Credited with creating the genre of street fashion photography, Cunningham held a passion for capturing a subject or trend's look, whatever it may be.
 
He was, as the Times called him, an "unlikely cultural anthropologist."  

Cunningham, who plied New York in his trademark blue workman's jacket with a camera slung around his neck and traveled on his bicycle, had an uncanny talent in unearthing major, even avant-garde trends on the street, on the catwalk or at glittering parties.
 
In a 2010 documentary about Cunningham, Anna Wintour -- the powerful editor of American Vogue and one of the photographer's muses -- marveled at his ability to "see something, on the street or on the runway, that completely missed all of us. And in six months' time, that will be a trend!"  

Frank Rich, a former New York Times columnist and executive producer of the HBO series "Veep," tweeted: "Bill Cunningham was as delightful and fascinating a person and colleague as he was as artist. An independent mind, big heart, no airs."          

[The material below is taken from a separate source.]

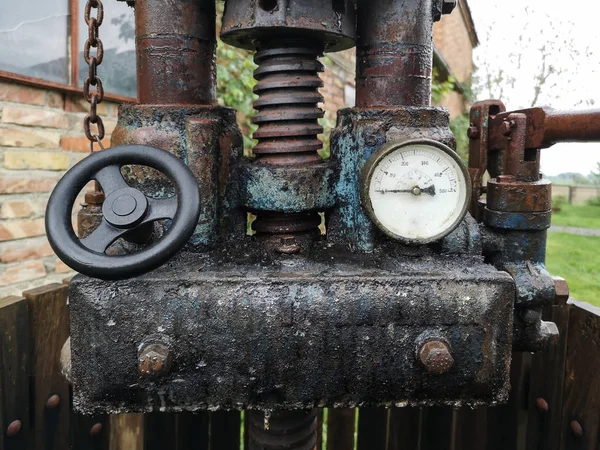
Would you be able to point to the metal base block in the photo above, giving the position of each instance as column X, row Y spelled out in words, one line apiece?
column 291, row 334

A 2008 recipient of France's Legion of Honor, Cunningham was also named a living landmark by the New York Landmarks Conservancy in 2009.
 
"Today we lost a Living Landmark, not that he ever stood still. Let's all be more fabulous in Bill's memory," New York Mayor Bill de Blasio's office wrote on Twitter.
 
De Blasio added: "We will remember Bill's blue jacket and bicycle. But most of all we will remember the vivid, vivacious New York he captured in his photos."   Cunningham's "wealth of knowledge is absolutely staggering and he is self-effacing," one of the founding editors of InStyle magazine, Hal Rubenstein, told AFP in 2014.
 
Times publisher and chairman Arthur Sulzberger Jr added: "His company was sought after by the fashion world's rich and powerful, yet he remained one of the kindest, most gentle and humble people I have ever met."  

Cunningham, born in Boston in 1929, "used his camera like a note pad, keeping careful tabs on every genus, phylum and species of stylish bird," The Hollywood Reporter wrote.
 
Former CNN correspondent Alina Cho, an editor at large at Ballantine Bantam Dell who was often photographed by Cunningham, first met the photographer "many, many years ago" on a cold February day during New York Fashion Week.
 
"I didn't yet know him and he certainly didn't know me, but he did notice that I was inappropriately dressed for the blizzard-like conditions," Cho told The Hollywood Reporter.    

"And, so, he just quietly walked over and put his big blue parka over my shoulders and said something to the effect of, 'Child, wear this -- you're cold.' I'll never forget it," Cho said.